The museum reported that receipts fell by more than €90m ($145m) in 2020, compared with 2019. The Louvre, which closed for six months during France’s stringent lockdowns, saw visitor numbers plunge to 2.7 million in 2020, from 9.6 million in 2019, and 10.2 million in 2018, which was a record year.
Visits by foreigners, notably from the US, China, Japan and Brazil, who usually make up three quarters of total visits, all but dried up, especially during the usually busy summer months.
The Louvre managed to limit the damage with its blockbuster Leonardo da Vinci exhibition, that attracted 1.1 million visitors and ended before the first French lockdown in spring.

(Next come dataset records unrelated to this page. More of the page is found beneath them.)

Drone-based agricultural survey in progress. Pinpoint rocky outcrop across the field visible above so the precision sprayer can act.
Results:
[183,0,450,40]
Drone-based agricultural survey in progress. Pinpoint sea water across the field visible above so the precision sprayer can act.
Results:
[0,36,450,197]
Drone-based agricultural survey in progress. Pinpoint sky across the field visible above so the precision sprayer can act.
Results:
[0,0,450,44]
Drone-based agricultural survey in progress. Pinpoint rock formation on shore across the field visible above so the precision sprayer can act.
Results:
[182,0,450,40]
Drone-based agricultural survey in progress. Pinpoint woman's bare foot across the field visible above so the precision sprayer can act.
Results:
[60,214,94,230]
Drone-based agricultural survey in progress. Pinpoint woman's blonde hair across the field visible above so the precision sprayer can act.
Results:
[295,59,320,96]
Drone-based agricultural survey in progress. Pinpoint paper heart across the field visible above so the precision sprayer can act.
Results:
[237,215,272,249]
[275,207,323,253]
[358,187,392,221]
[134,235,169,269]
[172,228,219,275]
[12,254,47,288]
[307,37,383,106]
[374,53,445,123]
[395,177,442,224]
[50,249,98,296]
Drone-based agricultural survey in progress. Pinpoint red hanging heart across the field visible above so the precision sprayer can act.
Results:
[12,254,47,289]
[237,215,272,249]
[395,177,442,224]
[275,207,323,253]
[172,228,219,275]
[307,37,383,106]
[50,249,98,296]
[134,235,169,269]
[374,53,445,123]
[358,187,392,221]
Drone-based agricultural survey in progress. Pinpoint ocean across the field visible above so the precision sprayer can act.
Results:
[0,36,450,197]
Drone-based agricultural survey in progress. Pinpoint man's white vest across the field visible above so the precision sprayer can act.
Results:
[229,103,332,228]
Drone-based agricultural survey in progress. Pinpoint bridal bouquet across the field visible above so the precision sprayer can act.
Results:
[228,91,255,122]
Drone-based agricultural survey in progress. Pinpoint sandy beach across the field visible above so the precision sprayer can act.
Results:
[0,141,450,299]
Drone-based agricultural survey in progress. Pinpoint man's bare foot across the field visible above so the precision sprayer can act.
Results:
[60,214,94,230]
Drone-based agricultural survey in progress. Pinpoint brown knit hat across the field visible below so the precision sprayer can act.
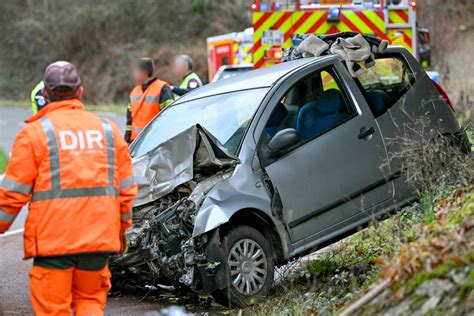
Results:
[43,61,81,99]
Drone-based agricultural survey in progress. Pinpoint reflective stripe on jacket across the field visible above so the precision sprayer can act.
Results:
[0,100,137,258]
[31,81,48,114]
[130,79,168,141]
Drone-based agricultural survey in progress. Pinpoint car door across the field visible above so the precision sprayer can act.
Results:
[264,61,393,243]
[357,51,459,177]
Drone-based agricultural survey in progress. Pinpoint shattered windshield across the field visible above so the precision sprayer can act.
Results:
[132,88,268,157]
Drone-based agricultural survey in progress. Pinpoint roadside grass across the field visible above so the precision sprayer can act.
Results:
[248,186,474,315]
[248,126,474,315]
[0,99,127,114]
[0,147,8,174]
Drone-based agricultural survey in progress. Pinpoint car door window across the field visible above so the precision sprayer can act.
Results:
[358,57,414,117]
[265,68,357,143]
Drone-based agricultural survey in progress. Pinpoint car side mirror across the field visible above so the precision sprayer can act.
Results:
[267,128,300,156]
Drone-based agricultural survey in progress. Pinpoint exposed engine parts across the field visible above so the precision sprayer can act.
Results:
[110,171,231,289]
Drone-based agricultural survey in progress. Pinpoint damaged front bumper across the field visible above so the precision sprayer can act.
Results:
[110,126,238,291]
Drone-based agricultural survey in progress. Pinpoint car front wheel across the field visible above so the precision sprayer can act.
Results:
[212,226,274,307]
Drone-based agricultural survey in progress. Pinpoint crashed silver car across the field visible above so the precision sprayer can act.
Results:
[111,47,470,306]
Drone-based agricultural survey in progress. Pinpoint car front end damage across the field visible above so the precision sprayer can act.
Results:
[110,126,238,291]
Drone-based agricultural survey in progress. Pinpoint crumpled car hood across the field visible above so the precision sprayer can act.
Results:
[133,125,238,207]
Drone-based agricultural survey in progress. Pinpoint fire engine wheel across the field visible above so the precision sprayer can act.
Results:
[212,226,274,307]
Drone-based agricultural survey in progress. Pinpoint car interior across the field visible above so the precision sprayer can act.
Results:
[266,70,354,141]
[356,57,414,117]
[266,57,413,141]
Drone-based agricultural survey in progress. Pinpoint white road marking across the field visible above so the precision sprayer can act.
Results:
[0,228,24,238]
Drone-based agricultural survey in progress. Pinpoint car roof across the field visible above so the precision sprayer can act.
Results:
[177,55,334,103]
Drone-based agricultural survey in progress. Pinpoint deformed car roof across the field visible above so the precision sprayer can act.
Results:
[176,55,331,104]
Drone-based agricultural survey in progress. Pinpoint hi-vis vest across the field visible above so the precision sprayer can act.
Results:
[0,100,136,258]
[130,79,168,140]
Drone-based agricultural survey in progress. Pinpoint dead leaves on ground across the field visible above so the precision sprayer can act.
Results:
[380,186,474,284]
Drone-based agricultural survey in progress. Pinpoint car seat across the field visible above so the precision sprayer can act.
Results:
[367,89,390,115]
[296,89,350,140]
[266,102,288,138]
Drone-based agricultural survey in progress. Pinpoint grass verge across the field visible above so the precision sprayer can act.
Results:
[249,186,474,315]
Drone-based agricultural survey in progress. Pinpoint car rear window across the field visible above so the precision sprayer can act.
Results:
[358,57,414,117]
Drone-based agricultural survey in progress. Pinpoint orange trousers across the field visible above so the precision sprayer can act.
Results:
[30,266,111,316]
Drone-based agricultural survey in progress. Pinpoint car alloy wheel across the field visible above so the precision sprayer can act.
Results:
[227,238,267,296]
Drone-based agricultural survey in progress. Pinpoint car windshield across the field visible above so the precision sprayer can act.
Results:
[132,88,268,157]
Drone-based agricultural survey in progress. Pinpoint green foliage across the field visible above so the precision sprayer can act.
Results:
[448,193,474,225]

The Louvre also used the downtime to boost its digital offerings, with the number of online subscribers growing by over a million from 2019 to 9.3 million, and the louvre.fr website registering 21 million hits.
It also found new ways to raise cash, including with the worldwide distribution of the documentary A Night At The Louvre: Leonardo Da Vinci, destined for film theatres. It also staged Bid For The Louvre, which it said raised €2.4m through the auction of works by living artists and of “once-in-a-lifetime experiences”.
A livestreamed New Year concert by DJ and songwriter David Guetta, part of a fundraising drive, attracted 16m views.
The French government, meanwhile, reported on Friday that income from tourism had dropped by €61bn, or 41%, in 2020 to €89bn.
The country’s Minister of Tourism Jean-Baptiste Lemoyne called the annual shortfall “a shock”, but said that France, the world’s number one tourist destination, had weathered the pandemic relatively well.
“France has been more resilient than other world destinations,” he told France Televison, thanks to visitors from neighbouring countries and French citizens holidaying at home.